If we grasp this truth, heart-transformation will occur. We, like Paul, will find ourselves willing to suffer the loss of all things – indeed count them as rubbish – if only we can know Jesus himself and “the power of His resurrection, and the fellowship of His suffering, being conformed to His death, if, by any means, [we might] attain to the resurrection from the dead” (Phil. 3:10-11).
What happened in the life of Paul is that he discovered that the life he so longed for, resurrection, could only be gained in Christ. Henceforth, everything changed for him. Life simplified; life focused; life renewed in purpose. From then on, his life reduced to a single lane in a single race with a single prize: “forgetting those things which are behind and reaching forward to those things which are ahead, I press toward the goal for the prize of the upward call of God in Christ Jesus” (Phil. 3:13-14).
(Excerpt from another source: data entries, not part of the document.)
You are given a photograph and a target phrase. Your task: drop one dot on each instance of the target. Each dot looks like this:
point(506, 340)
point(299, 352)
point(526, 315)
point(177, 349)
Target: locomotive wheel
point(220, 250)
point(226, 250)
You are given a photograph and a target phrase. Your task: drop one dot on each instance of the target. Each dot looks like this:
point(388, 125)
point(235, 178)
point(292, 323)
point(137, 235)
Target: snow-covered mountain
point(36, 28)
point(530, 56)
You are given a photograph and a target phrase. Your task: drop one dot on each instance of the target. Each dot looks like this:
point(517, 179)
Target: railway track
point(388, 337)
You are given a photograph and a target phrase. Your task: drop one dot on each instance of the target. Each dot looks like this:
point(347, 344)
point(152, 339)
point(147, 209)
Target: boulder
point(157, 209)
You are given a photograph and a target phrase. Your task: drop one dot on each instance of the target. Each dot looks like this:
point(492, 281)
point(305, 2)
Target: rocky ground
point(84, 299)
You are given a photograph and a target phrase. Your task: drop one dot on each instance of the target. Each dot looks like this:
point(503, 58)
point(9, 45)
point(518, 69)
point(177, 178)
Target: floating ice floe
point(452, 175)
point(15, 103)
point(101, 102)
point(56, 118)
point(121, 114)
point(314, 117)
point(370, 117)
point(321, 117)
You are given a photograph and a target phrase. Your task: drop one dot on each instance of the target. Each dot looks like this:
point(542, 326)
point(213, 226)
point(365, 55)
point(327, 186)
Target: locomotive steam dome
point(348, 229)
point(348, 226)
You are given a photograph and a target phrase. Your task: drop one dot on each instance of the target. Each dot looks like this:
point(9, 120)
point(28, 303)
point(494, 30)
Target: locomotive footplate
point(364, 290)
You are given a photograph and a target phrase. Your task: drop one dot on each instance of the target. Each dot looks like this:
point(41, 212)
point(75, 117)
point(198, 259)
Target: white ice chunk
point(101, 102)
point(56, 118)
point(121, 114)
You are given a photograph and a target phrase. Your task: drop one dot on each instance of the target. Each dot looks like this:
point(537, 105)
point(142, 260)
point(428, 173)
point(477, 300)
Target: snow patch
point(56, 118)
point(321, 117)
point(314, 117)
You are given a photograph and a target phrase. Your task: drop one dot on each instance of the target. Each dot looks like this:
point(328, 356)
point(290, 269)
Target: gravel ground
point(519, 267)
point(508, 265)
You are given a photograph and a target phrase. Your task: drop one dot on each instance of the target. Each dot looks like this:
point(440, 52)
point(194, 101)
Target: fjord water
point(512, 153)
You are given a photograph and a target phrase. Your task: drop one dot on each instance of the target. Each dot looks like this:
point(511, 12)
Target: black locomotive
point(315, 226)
But how does this transformation happen? How do we reach a point of seeing the vanity of a false religion and the impotence of the flesh? The answer is the gospel. It is by meditating on the death and resurrection of Jesus that we find a higher purpose in the world and a uniquely stable ground of righteousness before the only audience that matters, God. The gospel is the knowledge that transformed the life of Paul, and the gospel is the knowledge that can heal us from the fumes of secularism and fill our lungs with the invigorating air of free grace.